Ia memberi contoh penolakan masyarakat ketika pemerintah menetapkan Natuna sebagai tempat observasi bagi 238 mahasiswa yang dipulangkan dari Wuhan, China.
"Oleh karena itu kita betul-betul hati-hati tetapi komunikasi antar dinas kesehatan sudah dalam satu sistem dan mereka bekerja pada sistem itu," imbuhnya.
Ombudsman: Harus diumumkan setelah proses penelusuran berakhir
Anggota Ombudsman, Ahmad Suaedy, memahami dilema pemerintah. Ia berpendapat pemerintah memang sebaiknya merahasiakan informasi tentang orang dan tempat saat melakukan penelusuran kasus.
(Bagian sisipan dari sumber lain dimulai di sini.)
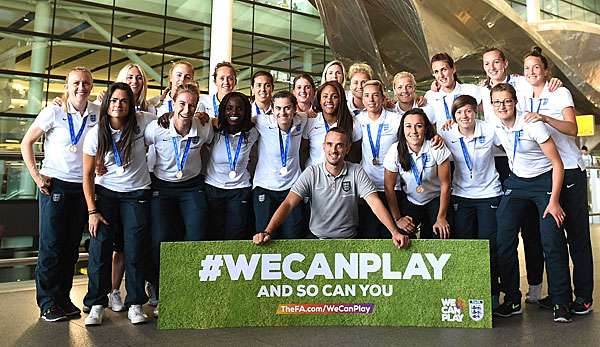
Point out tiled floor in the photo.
[0,225,600,347]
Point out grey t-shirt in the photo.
[291,162,377,239]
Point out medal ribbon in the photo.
[67,113,87,146]
[225,132,244,171]
[367,123,383,159]
[171,137,192,172]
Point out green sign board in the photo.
[158,240,492,329]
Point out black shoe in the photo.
[538,296,554,310]
[42,305,67,322]
[554,305,573,323]
[571,298,594,316]
[494,301,523,318]
[62,301,81,317]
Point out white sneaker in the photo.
[146,282,158,306]
[108,289,125,312]
[525,284,542,304]
[127,305,148,324]
[85,305,104,325]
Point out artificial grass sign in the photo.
[158,240,492,329]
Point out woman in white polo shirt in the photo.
[253,91,307,239]
[206,92,258,240]
[518,47,594,315]
[354,80,403,239]
[292,72,316,115]
[321,60,346,88]
[250,71,273,119]
[491,83,571,322]
[425,53,481,130]
[440,95,502,308]
[83,83,151,325]
[383,108,452,239]
[300,81,362,166]
[21,67,98,322]
[198,61,237,118]
[144,84,213,312]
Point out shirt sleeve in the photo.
[352,118,362,142]
[525,122,550,143]
[33,106,55,133]
[355,164,377,199]
[144,121,158,146]
[383,142,399,172]
[291,166,317,199]
[83,125,98,156]
[431,145,450,165]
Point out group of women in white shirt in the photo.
[22,43,593,325]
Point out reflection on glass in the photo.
[0,159,37,200]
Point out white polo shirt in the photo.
[383,140,450,205]
[205,127,258,189]
[32,102,100,183]
[346,96,365,117]
[425,82,481,129]
[495,115,552,178]
[253,113,307,191]
[144,118,213,182]
[83,112,152,193]
[517,82,585,170]
[439,119,502,199]
[302,112,362,167]
[394,101,435,124]
[354,109,401,192]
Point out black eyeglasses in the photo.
[492,99,515,107]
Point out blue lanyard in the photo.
[442,95,458,120]
[213,94,219,117]
[110,134,123,167]
[513,130,521,165]
[367,123,383,159]
[409,153,427,186]
[67,113,87,146]
[323,116,329,133]
[225,132,244,171]
[529,98,542,113]
[171,137,192,172]
[459,137,474,177]
[277,126,293,167]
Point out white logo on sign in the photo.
[469,299,483,322]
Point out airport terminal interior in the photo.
[0,0,600,346]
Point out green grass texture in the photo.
[158,240,492,329]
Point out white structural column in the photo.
[208,0,233,94]
[27,1,51,114]
[527,0,541,23]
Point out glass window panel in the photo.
[168,0,212,24]
[292,14,324,46]
[233,1,253,31]
[0,159,37,200]
[254,5,290,40]
[113,0,168,16]
[292,0,319,16]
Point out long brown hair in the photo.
[397,108,435,171]
[96,82,140,166]
[313,81,354,139]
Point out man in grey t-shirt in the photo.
[253,127,410,247]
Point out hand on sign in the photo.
[252,231,271,245]
[396,216,416,234]
[392,233,410,248]
[433,218,450,239]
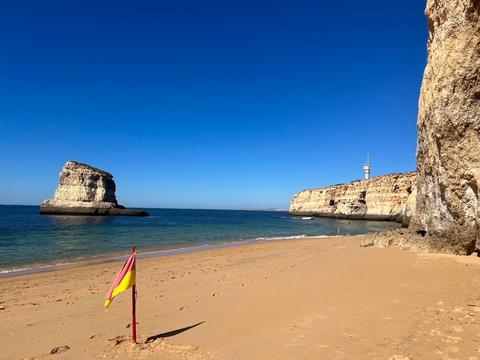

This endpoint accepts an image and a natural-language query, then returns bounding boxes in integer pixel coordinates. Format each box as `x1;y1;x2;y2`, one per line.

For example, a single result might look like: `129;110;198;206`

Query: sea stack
40;161;149;216
411;0;480;254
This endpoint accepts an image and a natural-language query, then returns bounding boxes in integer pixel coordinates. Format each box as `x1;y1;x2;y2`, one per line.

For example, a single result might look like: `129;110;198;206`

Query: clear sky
0;0;427;208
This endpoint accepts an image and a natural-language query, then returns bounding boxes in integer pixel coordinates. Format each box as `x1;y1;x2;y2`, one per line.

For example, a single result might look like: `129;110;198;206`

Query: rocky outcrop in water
289;172;416;225
411;0;480;254
40;161;148;216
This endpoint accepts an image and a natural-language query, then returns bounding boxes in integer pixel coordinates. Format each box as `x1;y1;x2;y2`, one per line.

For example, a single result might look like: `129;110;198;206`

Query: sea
0;205;399;277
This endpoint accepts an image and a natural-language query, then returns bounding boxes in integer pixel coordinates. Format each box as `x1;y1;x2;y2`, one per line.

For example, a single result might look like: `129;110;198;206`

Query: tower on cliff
363;154;370;180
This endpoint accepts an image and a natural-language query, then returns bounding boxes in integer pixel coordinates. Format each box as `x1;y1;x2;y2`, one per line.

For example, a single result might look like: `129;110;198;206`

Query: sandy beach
0;237;480;359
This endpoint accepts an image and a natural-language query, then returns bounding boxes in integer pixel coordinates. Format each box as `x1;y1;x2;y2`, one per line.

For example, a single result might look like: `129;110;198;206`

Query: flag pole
132;245;137;344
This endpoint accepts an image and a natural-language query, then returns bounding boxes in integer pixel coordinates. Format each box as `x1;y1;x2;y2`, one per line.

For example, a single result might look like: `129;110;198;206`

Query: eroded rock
289;172;416;225
40;161;148;216
411;0;480;254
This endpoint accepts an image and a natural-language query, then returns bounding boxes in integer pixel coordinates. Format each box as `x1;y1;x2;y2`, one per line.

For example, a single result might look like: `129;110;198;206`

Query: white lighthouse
363;154;370;180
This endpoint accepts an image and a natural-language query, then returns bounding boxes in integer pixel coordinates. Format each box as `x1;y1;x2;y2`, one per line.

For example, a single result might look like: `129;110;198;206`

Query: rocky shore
40;161;149;216
289;172;416;226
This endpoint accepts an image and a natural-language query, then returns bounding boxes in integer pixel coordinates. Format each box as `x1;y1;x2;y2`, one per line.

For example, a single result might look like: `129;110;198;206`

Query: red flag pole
132;245;137;344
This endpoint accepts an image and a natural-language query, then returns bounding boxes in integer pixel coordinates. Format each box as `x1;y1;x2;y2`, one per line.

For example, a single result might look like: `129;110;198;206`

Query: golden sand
0;237;480;360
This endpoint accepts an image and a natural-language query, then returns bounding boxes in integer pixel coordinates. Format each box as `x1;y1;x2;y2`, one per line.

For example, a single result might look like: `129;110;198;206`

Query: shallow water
0;205;399;275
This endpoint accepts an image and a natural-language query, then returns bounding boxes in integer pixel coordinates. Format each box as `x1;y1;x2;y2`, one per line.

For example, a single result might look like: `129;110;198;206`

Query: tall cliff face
411;0;480;254
289;173;416;225
40;161;148;216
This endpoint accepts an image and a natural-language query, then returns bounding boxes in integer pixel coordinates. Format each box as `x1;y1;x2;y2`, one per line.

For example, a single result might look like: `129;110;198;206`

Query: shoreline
0;234;346;280
0;235;480;360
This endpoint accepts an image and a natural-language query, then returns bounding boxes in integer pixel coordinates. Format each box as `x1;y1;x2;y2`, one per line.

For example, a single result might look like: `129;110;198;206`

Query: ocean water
0;205;399;276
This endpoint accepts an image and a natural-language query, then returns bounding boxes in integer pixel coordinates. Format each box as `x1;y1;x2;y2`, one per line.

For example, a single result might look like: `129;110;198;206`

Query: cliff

Menurutnya, "akan lebih banyak ruginya" bila informasi tersebut dibuka ke publik.
"Karena akan terjadi akan saling curiga, atau menimbulkan diskriminasi," ujarnya.
Namun informasi tersebut harus diumumkan kepada publik setelah proses penelusuran berakhir, kata Ahmad.
"Untuk sementara kalau suatu tempat dicurigai sebagai salah satu sumber, bisa dilakukan pencegahan dengan cara-cara yang tidak menimbulkan kecurigaan."
Bagaimanapun, beberapa masyarakat berpikir pemerintah sebaiknya mengungkap detail penelusuran kasus Covid-19 — meski ada juga yang merasa keterbukaan tidak selalu merupakan kebijakan terbaik.
Hingga Rabu (11/03) sore, pasien positif Covid-19 di Indonesia menjadi 34 orang, setelah ada tambahan tujuh orang yang disebutkan mayoritas terinfeksi di luar negeri.
Seorang pasien positif Covid-19, WNA perempuan berusia 53 tahun, meninggal dunia pada Rabu dini hari. Ia disebut telah mengidap penyakit lainnya sebelum terinfeksi virus corona.